Dr. med. Katharina Quack Lötscher: An den Fitnesskursen können grundsätzlich alle Schwangeren und Mütter teilnehmen. Die Teilnahme wird jedoch nicht empfohlen, wenn eine Schwangere ein Risiko für Blutungen oder eine vorzeitige Reifung des Muttermundes hat. In diesen Fällen sollte auf Sport verzichtet werden. Das Ziel der Kurse ist es, dass die Schwangeren für mindestens 30 Minuten etwas ausser Atem kommen. Dieses Ziel sollte eigentlich jeden Tag erreicht werden, und die Schwangeren erhalten auch Anleitung in den Kursen, wie sie das im Alltag umsetzen können. Unsere Fitnesskurse umfassen für die Schwangeren derzeit orientalischen Bauchtanz und eine Mischung aus kardio-vaskulärem Training und Yoga. Die Kursleiterinnen haben eine bewegungs-pädagogische Ausbildung für Schwangerschaftsgymnastik, und die Kurse wurden speziell auf die Anforderungen von Schwangeren ausgerichtet. In den Fitnesskursen für die Mütter bieten wir Nordic Walking mit Kleinkind im Tragtuch und einen buggyfit-Kurs (Kind im Kinderwagen) an. Hier wird neben dem Ziel, 30 Minuten etwas ausser Atem zu kommen, auch das Beckenbodentraining gefördert und die Fettverbrennung angekurbelt. Für alle Kurse gilt, dass wir den Frauen den Spass an der Bewegung näher bringen möchten.
swissmom: Empfehlen Sie bestimmte Sportarten und können Sie auch Schwangeren, die schon vor der Schwangerschaft intensiv Sport getrieben haben, Empfehlungen abgeben, wie weiter zu trainieren und welche Sportarten empfehlenswert und welche nicht empfehlenswert sind in der Schwangerschaft?

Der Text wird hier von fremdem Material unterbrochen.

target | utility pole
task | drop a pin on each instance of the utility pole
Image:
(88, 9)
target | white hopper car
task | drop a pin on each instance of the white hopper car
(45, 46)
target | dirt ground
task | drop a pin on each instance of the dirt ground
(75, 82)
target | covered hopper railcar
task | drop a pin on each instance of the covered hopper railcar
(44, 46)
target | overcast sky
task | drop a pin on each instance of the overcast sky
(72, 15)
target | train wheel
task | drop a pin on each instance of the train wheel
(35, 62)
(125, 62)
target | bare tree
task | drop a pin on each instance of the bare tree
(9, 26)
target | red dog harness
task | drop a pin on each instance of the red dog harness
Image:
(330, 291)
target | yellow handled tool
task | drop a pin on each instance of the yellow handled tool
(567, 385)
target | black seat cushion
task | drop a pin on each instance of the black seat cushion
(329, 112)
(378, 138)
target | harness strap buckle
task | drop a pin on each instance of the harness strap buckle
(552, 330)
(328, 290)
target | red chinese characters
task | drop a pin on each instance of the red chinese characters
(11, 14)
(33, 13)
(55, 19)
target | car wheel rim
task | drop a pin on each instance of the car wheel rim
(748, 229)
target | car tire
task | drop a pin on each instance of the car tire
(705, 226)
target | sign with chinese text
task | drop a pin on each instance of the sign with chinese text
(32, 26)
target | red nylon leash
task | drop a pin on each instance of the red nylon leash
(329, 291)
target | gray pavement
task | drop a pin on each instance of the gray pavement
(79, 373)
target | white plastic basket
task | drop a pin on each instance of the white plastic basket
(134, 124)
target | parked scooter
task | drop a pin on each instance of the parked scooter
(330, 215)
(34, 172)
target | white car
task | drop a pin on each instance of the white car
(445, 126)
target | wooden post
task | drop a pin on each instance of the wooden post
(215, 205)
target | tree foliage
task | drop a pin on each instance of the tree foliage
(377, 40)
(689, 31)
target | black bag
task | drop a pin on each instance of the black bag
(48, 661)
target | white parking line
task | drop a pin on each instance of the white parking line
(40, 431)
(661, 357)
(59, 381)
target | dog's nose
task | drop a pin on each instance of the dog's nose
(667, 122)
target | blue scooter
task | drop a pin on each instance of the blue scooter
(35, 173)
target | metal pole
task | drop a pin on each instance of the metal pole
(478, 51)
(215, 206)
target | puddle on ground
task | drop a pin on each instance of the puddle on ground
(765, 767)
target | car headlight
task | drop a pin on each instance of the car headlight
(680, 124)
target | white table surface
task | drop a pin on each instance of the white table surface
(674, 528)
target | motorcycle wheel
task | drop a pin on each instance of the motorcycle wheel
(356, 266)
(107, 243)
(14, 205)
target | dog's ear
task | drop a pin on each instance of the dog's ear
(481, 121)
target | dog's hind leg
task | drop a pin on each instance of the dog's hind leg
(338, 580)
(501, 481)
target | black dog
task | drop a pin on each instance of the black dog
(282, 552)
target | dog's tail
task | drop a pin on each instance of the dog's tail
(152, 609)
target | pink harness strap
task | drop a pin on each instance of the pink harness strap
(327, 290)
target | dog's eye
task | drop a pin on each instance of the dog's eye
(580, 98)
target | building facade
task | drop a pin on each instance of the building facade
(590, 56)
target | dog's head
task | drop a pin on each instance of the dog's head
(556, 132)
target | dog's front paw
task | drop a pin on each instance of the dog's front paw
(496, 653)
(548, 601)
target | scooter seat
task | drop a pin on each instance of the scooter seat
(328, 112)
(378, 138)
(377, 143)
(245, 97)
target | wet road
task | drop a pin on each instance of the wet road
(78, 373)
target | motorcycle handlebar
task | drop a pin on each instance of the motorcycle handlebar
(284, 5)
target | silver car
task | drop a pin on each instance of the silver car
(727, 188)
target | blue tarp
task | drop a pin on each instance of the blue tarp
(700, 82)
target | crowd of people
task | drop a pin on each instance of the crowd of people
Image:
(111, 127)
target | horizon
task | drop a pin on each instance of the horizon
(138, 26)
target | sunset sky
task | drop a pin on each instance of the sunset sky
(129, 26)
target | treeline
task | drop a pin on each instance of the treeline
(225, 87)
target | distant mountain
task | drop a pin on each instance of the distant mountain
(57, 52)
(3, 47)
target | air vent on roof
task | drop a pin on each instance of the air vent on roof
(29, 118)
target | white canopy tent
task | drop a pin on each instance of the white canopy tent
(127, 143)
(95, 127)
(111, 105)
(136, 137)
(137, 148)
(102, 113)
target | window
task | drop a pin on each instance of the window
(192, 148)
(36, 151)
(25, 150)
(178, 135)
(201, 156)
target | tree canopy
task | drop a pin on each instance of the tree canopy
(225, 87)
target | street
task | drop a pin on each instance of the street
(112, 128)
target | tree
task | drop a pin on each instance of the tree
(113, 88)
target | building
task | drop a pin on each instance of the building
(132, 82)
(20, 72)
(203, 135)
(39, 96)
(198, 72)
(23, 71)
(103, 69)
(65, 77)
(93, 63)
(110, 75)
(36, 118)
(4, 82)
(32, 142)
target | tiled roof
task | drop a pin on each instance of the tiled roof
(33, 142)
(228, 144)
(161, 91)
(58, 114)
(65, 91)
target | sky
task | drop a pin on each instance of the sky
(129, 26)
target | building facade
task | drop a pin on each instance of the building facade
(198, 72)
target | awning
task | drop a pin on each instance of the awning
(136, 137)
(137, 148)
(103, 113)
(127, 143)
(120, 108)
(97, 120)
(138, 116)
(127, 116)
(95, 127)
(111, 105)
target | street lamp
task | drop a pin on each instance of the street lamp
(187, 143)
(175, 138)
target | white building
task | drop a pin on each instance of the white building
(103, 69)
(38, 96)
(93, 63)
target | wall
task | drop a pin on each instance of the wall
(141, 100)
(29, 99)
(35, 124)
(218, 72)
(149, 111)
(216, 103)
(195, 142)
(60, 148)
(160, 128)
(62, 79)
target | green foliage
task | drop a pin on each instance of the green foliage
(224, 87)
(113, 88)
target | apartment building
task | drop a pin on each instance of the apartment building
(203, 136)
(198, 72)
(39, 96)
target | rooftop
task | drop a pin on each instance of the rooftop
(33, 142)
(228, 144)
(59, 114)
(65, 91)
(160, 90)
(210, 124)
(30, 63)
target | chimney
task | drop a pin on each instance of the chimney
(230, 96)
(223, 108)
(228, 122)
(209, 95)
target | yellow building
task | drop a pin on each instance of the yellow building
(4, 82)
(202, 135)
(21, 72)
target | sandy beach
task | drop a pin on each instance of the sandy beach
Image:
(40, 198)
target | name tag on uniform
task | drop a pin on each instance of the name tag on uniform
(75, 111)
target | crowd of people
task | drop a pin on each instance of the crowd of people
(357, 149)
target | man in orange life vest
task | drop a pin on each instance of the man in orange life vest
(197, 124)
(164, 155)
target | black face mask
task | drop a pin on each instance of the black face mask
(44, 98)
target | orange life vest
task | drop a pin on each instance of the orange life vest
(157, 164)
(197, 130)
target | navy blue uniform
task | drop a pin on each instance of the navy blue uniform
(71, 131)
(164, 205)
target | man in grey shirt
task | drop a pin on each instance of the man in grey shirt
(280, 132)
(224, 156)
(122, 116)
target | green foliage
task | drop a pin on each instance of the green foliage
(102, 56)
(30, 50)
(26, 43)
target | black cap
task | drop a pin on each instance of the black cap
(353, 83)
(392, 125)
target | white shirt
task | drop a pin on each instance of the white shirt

Dr. med. Katharina Quack Lötscher: Grundsätzlich kann und soll während der Schwangerschaft weiterhin Sport getrieben werden. Allerdings sind Sportarten mit Sturzgefahr dann nicht mehr geeignet. Jogging und Laufsportarten sind ab dem zweiten Schwangerschaftstrimester wegen der Schläge auf den Beckenboden, Bauch und Rücken mit Vorsicht durchzuführen. Auch Krafttraining der Bauchmuskulatur ist ab diesem Zeitpunkt nicht mehr geeignet. Für die Schwangerschaft bieten sich Nordic Walking, Wandern (unter 2500 m Höhe), Gymnastik, Schwimmen und Aquafit an. Generell sollte der Puls nicht über 140 Schläge pro Minute steigen.
swissmom: Wichtig ist auch der Einfluss auf die spätere Gesundheit und das Wohlbefindens des Kindes. Kinder, die mit Eltern zusammen aufwachsen, die sich gerne bewegen, imitieren das auch. Wie wirkt sich diese Freude an Bewegung auf das Gewicht des Kindes im späteren Leben aus? Gibt es Hinweise, dass lebendige, normalgewichtige Kinder auch gesünder sind? Haben da Eltern auch eine Vorbildfunktion?
Dr. med. Katharina Quack Lötscher: Die Eltern haben eine sehr wichtige Vorbildfunktion, gerade in den ersten Lebensjahren des Kindes. Wenn das Kind von Anfang an lernt, dass man auch zu Fuss gehen kann und nicht überall hin mit dem Auto fährt, dann kann es auch seinen angeborenen Bewegungsdrang gut ausleben. Aus Studien ist bekannt, dass ein übergewichtiger Elternteil einer der grössten Risikofaktoren für ein übergewichtiges Kind ist. Das Risiko wird noch verstärkt, wenn beide Elternteile übergewichtig sind.
swissmom: Wie wird dieses Pilotprojekt (PEBS) „Präventive Ernährungs- und Bewegungsberatung in der Schwangerschaft bis ein Jahr nach der Geburt“ unterstützt?
Dr. med. Katharina Quack Lötscher: Die Angebote von PEBS sind für die Schwangeren und Mütter derzeit kostenlos. So wollen wir möglichst viele Frauen ermuntern, an dem Projekt teilzunehmen. Die Kosten des Projekts werden zum grössten Teil von der Gesundheitsförderung des Kantons Zürich (www.leichter-leben-zh.ch) übernommen. Die Integrationsförderung des Kantons Zürich und das Universitätsspital Zürich unterstützen das Projekt auch finanziell.